Road to Valour, by Aili McConnon and Andres McConnon
Road to Valour is the story of Gino Bartali, two-time Tour de France winner, war hero and alongside Fausto Coppi perhaps Italian cycling’s most famous son. While many have won cycling’s most prestigious race (he stills holds the record for longest span between wins – a decade from 1938-48), not many are remembered as war heroes.
Bartali aided the Italian Resistance against the Nazis during World War II and sheltered a family of Jews in an apartment he financed with his cycling winnings. He was also able to smuggle identity documents hidden in his bike frame past Nazi checkpoints, under the guise of a national hero in training. After the war, the chain-smoking, wine-loving 34-year-old recaptured the Tour de France title, restoring pride to his fractured homeland.

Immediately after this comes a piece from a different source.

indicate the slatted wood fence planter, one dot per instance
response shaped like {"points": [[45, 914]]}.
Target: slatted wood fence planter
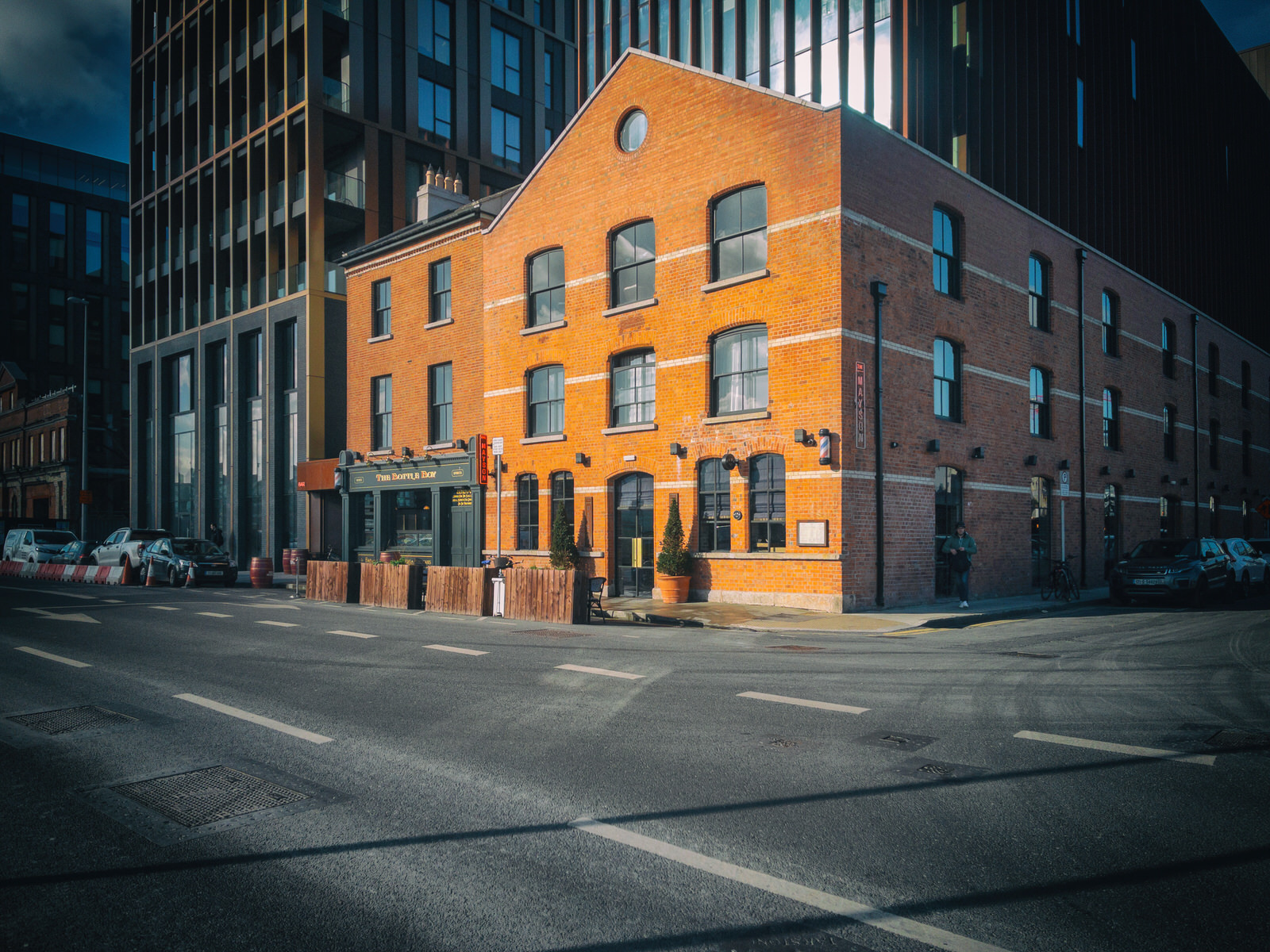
{"points": [[391, 585], [545, 596], [459, 589], [334, 582]]}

The book, written by Canadian siblings Aili McConnon (a journalist for Business Week magazine) and her brother Andres (a historical researcher specialising in World War II) is apparently the first to be written about Bartali in English and is based on interviews with his family, former teammates, a Holocaust survivor he saved and a decade of research. It’s available from 28 June in hardback for £20, published by Weidenfeld & Nicolson.
How I Won the Yellow Jumper, by Ned Boulting
This second edition includes a new 64-page chapter on last year’s Tour, entitled How Can Won the Green Jersey. It’s available from 21 June in paperback or Ebook from Yellow Jersey Press priced £8.99.
Slaying the Badger, by Richard Moore
Inside the Peloton, by Nicolas Roche
AG2R pro Nicolas Roche uses his Tour diaries originally published in the Irish Independent as a basis to elaborate on his life and career so far. Originally published last year, there’s no new material in this new paperback edition of Inside the Peloton but marks a good opportunity to take a look at the winner of last year’s Irish Sports Book of the Year. It’s available now, published by Transworld Ireland, for £8.99.